The monk had hardly finished his doleful story, when there was a pattering
of heavy feet, a noise of men shouting and laughing outside, and a voice,
above all, calling for the monk by name, which made that good man crouch
behind the curtain of Lady Godiva's bed. The next moment the door of the
bower was thrown violently open, and in walked, or rather reeled, a noble
lad eighteen years old. His face was of extraordinary beauty, save that
the lower jaw was too long and heavy, and that his eyes wore a strange and
almost sinister expression, from the fact that the one of them was gray
and the other blue. He was short, but of immense breadth of chest and
strength of limb; while his delicate hands and feet and long locks of
golden hair marked him of most noble, and even, as he really was, of
ancient royal race. He was dressed in a gaudy costume, resembling on the
whole that of a Highland chieftain. His knees, wrists, and throat were
tattoed in bright blue patterns; and he carried sword and dagger, a gold
ring round his neck, and gold rings on his wrists. He was a lad to have
gladdened the eyes of any mother: but there was no gladness in the Lady
Godiva's eyes as she received him; nor had there been for many a year. She
looked on him with sternness,--with all but horror; and he, his face
flushed with wine, which he had tossed off as he passed through the hall
to steady his nerves for the coming storm, looked at her with smiling
defiance, the result of long estrangement between mother and son.

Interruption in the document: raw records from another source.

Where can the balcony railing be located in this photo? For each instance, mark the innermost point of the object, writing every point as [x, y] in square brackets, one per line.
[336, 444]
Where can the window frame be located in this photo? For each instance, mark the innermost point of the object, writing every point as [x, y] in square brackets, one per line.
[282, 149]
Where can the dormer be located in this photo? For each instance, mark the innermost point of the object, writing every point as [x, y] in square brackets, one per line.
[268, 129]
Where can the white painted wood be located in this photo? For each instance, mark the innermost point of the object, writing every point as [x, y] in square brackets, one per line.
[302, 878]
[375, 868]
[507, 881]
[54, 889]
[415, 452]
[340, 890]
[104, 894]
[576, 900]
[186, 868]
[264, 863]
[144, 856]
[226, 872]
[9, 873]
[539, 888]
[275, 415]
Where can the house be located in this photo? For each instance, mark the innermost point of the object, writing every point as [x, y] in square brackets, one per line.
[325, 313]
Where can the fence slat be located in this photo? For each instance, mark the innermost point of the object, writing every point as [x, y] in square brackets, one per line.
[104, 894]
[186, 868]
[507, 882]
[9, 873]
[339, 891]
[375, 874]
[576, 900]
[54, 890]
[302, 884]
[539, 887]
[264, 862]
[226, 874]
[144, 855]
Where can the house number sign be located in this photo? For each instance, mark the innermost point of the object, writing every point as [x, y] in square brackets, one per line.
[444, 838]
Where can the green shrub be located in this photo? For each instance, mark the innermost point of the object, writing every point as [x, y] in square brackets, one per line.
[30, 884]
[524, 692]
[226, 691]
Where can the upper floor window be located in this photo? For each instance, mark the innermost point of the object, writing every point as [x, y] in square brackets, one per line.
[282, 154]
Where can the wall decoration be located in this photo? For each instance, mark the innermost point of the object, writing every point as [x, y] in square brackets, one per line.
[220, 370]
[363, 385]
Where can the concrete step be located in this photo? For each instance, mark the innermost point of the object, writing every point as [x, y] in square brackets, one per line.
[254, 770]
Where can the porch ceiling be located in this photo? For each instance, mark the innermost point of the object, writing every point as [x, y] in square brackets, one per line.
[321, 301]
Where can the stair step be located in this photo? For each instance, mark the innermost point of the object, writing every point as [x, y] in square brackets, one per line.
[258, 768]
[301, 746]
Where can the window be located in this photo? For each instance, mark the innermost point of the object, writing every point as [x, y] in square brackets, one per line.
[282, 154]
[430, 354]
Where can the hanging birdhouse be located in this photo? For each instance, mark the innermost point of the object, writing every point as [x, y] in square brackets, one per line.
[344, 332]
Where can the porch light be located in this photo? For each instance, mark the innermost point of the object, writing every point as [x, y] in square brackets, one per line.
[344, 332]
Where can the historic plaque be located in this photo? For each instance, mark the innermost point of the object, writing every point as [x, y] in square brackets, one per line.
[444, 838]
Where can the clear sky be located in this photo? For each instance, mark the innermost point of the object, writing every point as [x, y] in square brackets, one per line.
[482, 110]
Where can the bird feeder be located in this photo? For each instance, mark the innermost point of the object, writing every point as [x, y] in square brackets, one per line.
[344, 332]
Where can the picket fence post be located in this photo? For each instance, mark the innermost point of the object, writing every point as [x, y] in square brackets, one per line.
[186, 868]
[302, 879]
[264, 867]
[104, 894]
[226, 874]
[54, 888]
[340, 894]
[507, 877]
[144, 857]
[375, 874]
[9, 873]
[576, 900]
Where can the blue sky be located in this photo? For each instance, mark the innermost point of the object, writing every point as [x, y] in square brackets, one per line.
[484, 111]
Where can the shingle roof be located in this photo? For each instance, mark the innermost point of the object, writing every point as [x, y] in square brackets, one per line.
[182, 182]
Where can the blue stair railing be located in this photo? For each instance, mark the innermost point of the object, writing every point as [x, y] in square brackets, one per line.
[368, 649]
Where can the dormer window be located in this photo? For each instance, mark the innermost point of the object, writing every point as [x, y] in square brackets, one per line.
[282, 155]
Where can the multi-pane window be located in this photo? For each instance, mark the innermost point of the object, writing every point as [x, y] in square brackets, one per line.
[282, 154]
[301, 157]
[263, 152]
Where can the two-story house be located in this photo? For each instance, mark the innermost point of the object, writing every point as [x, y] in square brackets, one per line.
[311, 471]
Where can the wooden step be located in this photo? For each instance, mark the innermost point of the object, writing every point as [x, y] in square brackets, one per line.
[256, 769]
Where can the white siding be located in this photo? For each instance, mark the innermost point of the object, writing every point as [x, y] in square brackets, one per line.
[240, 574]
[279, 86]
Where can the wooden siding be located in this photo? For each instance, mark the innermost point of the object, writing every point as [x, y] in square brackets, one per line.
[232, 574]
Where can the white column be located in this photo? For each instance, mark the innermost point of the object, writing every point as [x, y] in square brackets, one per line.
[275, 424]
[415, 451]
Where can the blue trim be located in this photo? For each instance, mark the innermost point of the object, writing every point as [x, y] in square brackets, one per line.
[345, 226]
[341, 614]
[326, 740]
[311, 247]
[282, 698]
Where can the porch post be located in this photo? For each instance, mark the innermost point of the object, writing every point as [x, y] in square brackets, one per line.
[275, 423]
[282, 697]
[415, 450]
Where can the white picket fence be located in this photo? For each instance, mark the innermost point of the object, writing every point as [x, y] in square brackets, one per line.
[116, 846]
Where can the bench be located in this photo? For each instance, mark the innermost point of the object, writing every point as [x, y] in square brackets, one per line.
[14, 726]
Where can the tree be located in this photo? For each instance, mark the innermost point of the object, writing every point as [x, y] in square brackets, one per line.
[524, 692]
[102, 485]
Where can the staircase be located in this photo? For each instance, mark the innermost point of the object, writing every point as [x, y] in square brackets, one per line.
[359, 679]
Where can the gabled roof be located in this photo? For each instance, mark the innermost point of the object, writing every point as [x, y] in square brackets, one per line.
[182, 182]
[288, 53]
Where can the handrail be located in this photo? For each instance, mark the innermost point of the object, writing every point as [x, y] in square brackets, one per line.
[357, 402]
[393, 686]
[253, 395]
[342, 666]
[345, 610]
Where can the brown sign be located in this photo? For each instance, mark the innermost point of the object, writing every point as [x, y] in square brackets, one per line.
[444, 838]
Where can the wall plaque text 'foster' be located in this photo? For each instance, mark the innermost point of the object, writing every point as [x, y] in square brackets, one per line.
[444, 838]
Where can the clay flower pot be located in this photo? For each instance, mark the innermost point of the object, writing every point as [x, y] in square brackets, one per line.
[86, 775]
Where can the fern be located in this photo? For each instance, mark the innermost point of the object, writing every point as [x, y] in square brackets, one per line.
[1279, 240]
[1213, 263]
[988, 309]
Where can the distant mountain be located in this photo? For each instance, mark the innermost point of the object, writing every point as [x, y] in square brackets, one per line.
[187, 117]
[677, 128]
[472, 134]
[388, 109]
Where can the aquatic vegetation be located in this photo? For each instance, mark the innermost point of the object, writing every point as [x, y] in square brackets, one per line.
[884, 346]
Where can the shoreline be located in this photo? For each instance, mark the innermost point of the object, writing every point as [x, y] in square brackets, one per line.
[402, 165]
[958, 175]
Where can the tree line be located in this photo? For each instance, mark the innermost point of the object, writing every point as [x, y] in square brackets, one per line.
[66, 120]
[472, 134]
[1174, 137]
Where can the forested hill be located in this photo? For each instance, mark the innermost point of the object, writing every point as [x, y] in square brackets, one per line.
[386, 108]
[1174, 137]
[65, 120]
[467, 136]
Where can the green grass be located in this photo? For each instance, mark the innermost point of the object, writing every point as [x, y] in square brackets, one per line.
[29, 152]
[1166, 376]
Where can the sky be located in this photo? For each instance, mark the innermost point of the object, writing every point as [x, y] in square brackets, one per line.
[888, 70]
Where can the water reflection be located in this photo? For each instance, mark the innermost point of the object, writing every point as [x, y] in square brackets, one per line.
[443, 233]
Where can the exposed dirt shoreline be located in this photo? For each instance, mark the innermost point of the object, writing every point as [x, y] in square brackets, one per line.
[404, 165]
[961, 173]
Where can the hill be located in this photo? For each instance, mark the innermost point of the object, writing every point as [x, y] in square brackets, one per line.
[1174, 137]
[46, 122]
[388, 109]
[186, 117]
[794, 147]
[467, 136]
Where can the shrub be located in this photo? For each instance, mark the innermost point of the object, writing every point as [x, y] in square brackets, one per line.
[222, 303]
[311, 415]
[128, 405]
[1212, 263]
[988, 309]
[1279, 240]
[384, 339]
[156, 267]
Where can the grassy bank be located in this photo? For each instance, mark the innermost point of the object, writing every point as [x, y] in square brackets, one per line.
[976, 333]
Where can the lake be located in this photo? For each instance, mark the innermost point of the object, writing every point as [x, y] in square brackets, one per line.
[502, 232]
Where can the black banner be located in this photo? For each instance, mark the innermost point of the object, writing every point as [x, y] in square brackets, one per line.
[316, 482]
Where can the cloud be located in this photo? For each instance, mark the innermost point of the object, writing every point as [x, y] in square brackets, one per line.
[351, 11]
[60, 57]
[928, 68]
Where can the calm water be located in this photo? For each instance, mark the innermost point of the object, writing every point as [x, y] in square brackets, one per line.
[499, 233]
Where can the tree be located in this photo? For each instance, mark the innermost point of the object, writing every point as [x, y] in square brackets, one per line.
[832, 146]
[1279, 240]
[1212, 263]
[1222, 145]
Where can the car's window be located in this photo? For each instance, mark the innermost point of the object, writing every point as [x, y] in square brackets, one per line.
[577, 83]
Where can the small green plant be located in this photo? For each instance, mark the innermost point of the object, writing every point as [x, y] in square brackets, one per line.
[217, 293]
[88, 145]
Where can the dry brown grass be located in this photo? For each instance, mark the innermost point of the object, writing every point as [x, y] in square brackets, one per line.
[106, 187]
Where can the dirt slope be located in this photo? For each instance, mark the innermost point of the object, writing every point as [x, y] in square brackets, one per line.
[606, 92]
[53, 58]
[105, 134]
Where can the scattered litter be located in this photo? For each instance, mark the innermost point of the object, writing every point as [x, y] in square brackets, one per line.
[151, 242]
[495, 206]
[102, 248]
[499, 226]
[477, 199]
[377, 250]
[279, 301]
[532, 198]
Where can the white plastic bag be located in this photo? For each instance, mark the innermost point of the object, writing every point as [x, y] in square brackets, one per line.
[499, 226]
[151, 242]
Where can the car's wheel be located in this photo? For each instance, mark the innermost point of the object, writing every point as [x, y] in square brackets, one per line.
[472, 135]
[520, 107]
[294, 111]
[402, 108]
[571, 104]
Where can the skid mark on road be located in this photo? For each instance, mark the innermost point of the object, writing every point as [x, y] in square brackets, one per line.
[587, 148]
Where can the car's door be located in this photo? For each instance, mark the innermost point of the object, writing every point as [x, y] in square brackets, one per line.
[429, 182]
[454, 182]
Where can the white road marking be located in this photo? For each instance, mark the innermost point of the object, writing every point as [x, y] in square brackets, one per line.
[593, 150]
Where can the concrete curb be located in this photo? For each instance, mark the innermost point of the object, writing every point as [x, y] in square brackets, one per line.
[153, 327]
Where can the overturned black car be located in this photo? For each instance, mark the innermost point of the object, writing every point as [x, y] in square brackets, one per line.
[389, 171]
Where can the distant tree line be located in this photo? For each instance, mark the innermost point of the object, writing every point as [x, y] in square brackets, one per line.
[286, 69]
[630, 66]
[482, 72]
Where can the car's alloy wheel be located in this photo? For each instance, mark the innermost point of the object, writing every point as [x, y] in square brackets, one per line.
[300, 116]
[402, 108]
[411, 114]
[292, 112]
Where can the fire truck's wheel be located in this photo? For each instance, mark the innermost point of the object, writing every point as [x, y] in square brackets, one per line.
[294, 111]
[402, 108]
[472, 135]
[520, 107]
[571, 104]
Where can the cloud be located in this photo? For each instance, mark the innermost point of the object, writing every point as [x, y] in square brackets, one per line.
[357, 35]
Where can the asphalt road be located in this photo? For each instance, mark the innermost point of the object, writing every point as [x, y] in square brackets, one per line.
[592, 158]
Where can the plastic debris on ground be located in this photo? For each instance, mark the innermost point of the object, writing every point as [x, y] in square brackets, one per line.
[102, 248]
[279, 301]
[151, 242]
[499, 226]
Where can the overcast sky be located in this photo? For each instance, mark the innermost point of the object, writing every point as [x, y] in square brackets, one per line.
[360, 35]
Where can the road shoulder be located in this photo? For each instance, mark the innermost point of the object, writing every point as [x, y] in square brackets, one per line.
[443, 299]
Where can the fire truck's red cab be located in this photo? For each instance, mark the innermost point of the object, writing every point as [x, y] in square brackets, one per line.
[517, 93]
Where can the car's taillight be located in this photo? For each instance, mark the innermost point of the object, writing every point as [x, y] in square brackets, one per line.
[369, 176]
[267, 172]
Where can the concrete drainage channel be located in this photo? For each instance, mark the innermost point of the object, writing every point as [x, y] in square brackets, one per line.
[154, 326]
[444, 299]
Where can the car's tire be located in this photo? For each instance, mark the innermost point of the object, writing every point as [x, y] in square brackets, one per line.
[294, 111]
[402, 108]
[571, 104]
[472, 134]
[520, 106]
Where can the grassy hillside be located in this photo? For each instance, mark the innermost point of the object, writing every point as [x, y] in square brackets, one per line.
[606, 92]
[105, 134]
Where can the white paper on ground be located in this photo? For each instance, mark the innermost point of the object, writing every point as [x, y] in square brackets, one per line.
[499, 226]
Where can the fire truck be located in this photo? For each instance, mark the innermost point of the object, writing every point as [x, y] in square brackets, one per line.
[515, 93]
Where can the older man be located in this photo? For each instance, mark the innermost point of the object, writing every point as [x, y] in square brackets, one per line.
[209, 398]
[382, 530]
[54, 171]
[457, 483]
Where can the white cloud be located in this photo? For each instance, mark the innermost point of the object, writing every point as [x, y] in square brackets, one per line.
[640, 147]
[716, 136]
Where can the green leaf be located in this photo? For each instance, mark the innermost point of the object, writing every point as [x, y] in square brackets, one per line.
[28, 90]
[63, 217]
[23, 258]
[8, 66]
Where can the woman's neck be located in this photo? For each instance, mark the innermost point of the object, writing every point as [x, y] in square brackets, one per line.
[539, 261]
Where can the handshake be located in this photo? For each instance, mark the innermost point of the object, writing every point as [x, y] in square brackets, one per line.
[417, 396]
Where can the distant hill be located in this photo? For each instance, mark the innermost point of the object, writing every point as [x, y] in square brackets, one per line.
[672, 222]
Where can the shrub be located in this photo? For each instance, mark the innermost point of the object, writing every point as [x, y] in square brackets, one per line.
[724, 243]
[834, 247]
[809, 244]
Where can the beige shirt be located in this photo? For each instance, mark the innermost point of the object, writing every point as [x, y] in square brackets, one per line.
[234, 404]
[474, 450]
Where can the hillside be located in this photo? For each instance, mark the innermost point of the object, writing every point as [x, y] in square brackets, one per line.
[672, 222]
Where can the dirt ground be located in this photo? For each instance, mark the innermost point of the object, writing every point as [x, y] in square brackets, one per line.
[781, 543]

"Well, my lady," said he, ere she could speak, "I heard that this good
fellow was here, and came home as fast as I could, to see that he told you
as few lies as possible."

"He has told me," said she, "that you have robbed the Church of God."

"Robbed him, it may be, an old hoody crow, against whom I have a grudge of
ten years' standing."

"Wretched, wretched boy! What wickedness next? Know you not, that he who
robs the Church robs God himself?"

"And he who harms God's people," put in the monk from behind the chair,
"harms his Maker."

"His Maker?" said the lad, with concentrated bitterness. "It would be a
gay world, if the Maker thereof were in any way like unto you, who call
yourselves his people. Do you remember who told them to set the peat-stack
on fire under me ten years ago? Ah, ha, Sir Monk, you forget that I have
been behind the screen,--that I have been a monk myself, or should have
been one, if my pious lady mother here had had her will of me, as she may
if she likes of that doll there at her knee. Do you forget why I left
Peterborough Abbey, when Winter and I turned all your priest's books
upside down in the choir, and they would have flogged us,--me, the Earl's
son,--me, the Viking's son,--me, the champion, as I will be yet, and make
all lands ring with the fame of my deeds, as they rung with the fame of my
forefathers, before they became the slaves of monks; and how when Winter
and I got hold of the kitchen spits, and up to the top of the peat-stack,
and held you all at bay there, a whole abbeyful of cowards there, against
two seven years' children? It was you bade set the peat-stack alight under
us, and so bring us down; and would have done it, too, had it not been for
my Uncle Brand, the only man that I care for in this wide world. Do you
think I have not owed you a grudge ever since that day, monk? And do you
think I will not pay it? Do you think I would not have burned Peterborough
minster over your head before now, had it not been for Uncle Brand's sake?
See that I do not do it yet. See that when there is another Prior in
Borough you do not find Hereward the Berserker smoking you out some dark
night, as he would smoke a wasps' nest. And I will, by--"

"Hereward, Hereward!" cried his mother, "godless, god-forgotten boy, what
words are these? Silence, before you burden your soul with an oath which
the devils in hell will accept, and force you to keep!" and she sprung up,
and, seizing his arm, laid her hand upon his mouth.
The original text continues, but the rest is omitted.